According to the Investments, Trade, and Industry Cabinet Secretary, Moses Kuria, the partnership with the world’s largest edible oil producer will help Kenya attain edible oil sufficiency and cut the huge import bill the commodity attracts.
In a statement, CS Kuria said a delegation of the Indonesian government and leading private firms will soon be meeting President William Ruto and other members of the Executive for a joint discussion on the full development of the edible oil industry, which he says is currently being controlled by five companies.
The Minister of Maritime and Investment Affairs, Luhut Binsar, will lead the Indonesian delegation and will include private companies in different sectors interested in investing in Kenya’s edible oil industry.

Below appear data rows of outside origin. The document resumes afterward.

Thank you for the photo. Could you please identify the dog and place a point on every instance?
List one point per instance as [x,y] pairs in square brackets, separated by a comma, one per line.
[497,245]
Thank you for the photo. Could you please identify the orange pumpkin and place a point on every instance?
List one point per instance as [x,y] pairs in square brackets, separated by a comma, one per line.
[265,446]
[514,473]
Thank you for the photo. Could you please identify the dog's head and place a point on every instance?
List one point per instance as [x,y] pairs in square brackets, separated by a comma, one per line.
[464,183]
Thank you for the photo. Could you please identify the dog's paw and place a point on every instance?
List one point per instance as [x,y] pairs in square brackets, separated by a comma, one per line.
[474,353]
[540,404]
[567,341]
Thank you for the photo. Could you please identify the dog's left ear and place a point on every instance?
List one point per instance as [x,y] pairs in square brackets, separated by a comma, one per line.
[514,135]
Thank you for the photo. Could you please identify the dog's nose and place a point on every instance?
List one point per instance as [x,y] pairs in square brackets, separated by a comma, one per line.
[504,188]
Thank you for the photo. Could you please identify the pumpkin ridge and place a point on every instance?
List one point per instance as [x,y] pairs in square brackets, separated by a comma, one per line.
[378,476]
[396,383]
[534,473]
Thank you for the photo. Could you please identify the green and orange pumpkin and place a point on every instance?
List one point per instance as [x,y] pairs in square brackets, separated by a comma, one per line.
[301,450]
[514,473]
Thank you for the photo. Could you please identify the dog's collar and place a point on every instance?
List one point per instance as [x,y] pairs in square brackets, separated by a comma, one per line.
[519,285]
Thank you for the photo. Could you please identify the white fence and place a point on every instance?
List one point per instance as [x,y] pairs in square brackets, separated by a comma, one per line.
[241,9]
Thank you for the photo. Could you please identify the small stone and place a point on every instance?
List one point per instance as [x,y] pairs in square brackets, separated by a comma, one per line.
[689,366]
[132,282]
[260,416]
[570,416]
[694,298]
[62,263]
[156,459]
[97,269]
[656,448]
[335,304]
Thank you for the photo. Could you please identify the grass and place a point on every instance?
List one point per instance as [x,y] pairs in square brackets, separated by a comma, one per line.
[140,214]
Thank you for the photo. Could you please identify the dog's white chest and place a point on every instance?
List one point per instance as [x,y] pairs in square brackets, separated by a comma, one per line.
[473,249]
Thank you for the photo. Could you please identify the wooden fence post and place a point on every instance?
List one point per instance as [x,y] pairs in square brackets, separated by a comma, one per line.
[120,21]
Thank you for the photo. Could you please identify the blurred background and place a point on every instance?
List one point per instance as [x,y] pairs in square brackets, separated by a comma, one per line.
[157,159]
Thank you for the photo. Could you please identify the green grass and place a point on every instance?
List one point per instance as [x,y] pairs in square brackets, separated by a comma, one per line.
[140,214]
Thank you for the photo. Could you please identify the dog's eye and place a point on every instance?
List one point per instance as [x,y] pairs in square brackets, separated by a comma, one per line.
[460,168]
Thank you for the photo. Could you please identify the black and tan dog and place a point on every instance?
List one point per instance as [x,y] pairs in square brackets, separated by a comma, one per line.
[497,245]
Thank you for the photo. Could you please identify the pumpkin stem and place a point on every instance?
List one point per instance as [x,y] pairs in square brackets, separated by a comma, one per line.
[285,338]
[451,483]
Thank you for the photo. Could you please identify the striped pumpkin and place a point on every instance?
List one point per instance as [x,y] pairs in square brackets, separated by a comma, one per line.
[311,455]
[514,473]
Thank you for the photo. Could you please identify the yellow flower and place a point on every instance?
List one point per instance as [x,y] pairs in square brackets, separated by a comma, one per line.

According to CS Kuria, Kenya imports crude oil worth Ksh 140 billion (US$1b) annually through five companies of Bidco, Kapa Oil, Pwani Oil, Menengai, and Golden Africa.
“Last December, there was an outcry from consumers when the prices of edible oil skyrocketed to Ksh 480 per liter forcing the government to import edible oil through the Kenya National Trading Corporation thus reducing the retail price by more than half to Ksh 220 per liter,” said Kuria.
However, according to the edible oil manufacturing sub-sector under the Kenya Association of Manufacturers (KAM), the price increments have largely been due to movements in international prices.
“….driven by intense but positive competition, it is our position that local market prices always move based on international market forces and prevailing foreign exchange rates and not any other factors as evidenced in price trends over the last three years,” KAM said in a statement.
According to Triton Market Research, the market for edible oil in Kenya is likely to witness a CAGR of 13.37% based on revenue and 4.75% based on volume over the forecast period 2023-2028.
Therefore, investments into the local production capacities for edible oil are paramount to ensuring that the growing demand is met locally and that Kenyans are not over-reliant on imports.
According to KAM, over the last 5 years alone a total capital investment amounting to Ksh 100 billion (US$7.1 billion) was made by the 13 companies that manufacture and process Crude Palm Oil (CPO), Crude Sunflower seed Oil, Crude Soybean Oil, and Crude Corn Oil.
There is potential for continued investment into the sector, and collaborations with countries like Indonesia can bolster the edible oils industry in Kenya.